Vicki’s husband [Vicki is Igor's granddaughter] drives his car every week to work in
Simferopol. He says no problems have yet arisen. In Melitopol, everything is calm. That's all I can tell you today.
, I check the contents of your blog. I do not understand much, though interesting. I wonder about and admire your stormy activities. Sometimes I think that we live in parallel worlds. I wish you success in all that you're doing. Eugene
17 March 14.
And so Crimea has had an election where more that 95% voted pro-Russian for independence from Ukraine. The Tatars boycotted the election. Don't yet know how many Ukrainians actually voted. This seems like old Soviet times with similar election results back in style! I wonder if it will actually last among the people? Am also not sure how international election monitors have assessed the fairness of these election results. We may never know the truth if Putin moves fast to annex Crimea. He's playing speed chess at present. The West's counter moves seem weak.
I also understand there are plans by Russia to build a bridge between the eastern end of Crimea and nearby Russia proper. That will seal the fate of Ukraine by having it literally swallowed by Russia, which is something Putin is clearly relishing to taste!
Remember, remember: this is about the whole of Ukraine, not just Crimea. Vladimir Putin knows that. Ukrainians know that. And we must not forget it. There is nothing we or the Ukrainian government can do to restore its control over Crimea. The crucial struggle is now for eastern Ukraine. If the whole of Ukraine, including the east, participates in peaceful, free and fair presidential elections on May 25, it can survive as one independent country (minus Crimea). It will also be back on an unambiguously democratic, constitutional path. In everything the EU and the West does over the next two months, that should be our first priority.This sounds like wisdom to me! And to it I say Amen! The May 25 elections must be protected at all costs, which means international monitors with impeccable credentials must be permitted to observe and to comment openly and freely.

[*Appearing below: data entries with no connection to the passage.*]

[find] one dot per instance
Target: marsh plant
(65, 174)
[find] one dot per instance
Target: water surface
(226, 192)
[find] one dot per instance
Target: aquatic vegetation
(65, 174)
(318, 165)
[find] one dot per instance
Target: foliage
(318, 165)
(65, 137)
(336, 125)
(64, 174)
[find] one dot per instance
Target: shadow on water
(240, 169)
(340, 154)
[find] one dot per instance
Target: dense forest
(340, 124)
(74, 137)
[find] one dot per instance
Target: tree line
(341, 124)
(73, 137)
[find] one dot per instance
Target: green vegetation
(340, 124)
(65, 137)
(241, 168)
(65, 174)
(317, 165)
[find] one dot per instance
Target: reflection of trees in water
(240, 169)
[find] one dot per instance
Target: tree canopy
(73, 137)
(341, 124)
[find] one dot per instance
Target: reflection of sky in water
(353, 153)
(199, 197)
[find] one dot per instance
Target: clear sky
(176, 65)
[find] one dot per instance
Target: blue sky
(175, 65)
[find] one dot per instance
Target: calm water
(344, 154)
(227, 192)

On 23 November 2012, I wrote:
I was greatly excited by the Orange Revolution of 2004 in the country of my father's birth. But I have been greatly disappointed in how it has stumbled since, exemplified by last year's imprisonment of Yulia. My hope for Ukraine is that, despite such inevitable stumbles of a new democratic republic. the Ukrainian electorate are now awake enough not to allow it to descend again into despotism as it was during the Soviet period. That I can voice this disappointment and caution from my home in America is an indicator that this hope is not in vain. May your country be blessed by courageous voting citizens electing wise, humble leaders.On 26 March 2014, I wrote:
I would say the same thing (as on 23 Nov 12), despite Putin's unwise move into Crimea. May Ukraine citizens stay cool and wise. To my family in Ukraine I say: You are not alone in the world. Many powerful forces for good (despite some obviously less benevolent ones) are at work in America and elsewhere to give you the moral and substance support you deserve. You have an historic opportunity to be a Light for fairness and equality to the world!

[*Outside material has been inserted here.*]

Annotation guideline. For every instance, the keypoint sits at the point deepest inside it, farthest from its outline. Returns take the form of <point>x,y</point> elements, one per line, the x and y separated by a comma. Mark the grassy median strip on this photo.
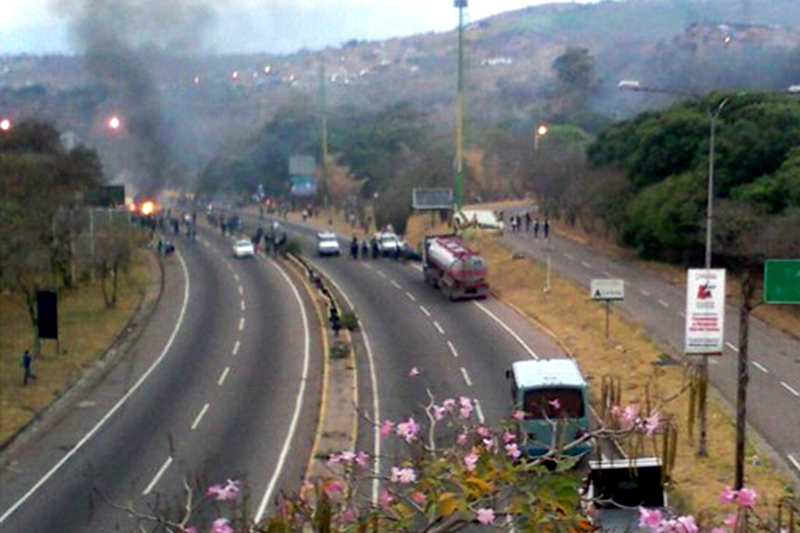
<point>579,324</point>
<point>86,328</point>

On 28 March 2014, I wrote to cousin Igor:
So much has happened since you last wrote, even though only two more weeks have passed. Is Vika's husband still driving to Simferopol without problems? How about Kharkov? Zaparozhe? Melitopol? Minsk? What can you tell me? Do you have good access to international and local news? How is your morale? Do you feel safe? With continuing concern… ZhenyaOn 29 March 2014, Igor answered:
Zhenya, there's a lot of information on the networks about what is happening in Ukraine. I can only say that in Melitopol life is peaceful and proceeding as usual. If not for television, we would not know anything different. Vicki's husband was last in Simferopol on March 20 before problems in the Crimea had occurred. I am sure that we will not be having problems. Thank you for your concern, but there is no reason to worry.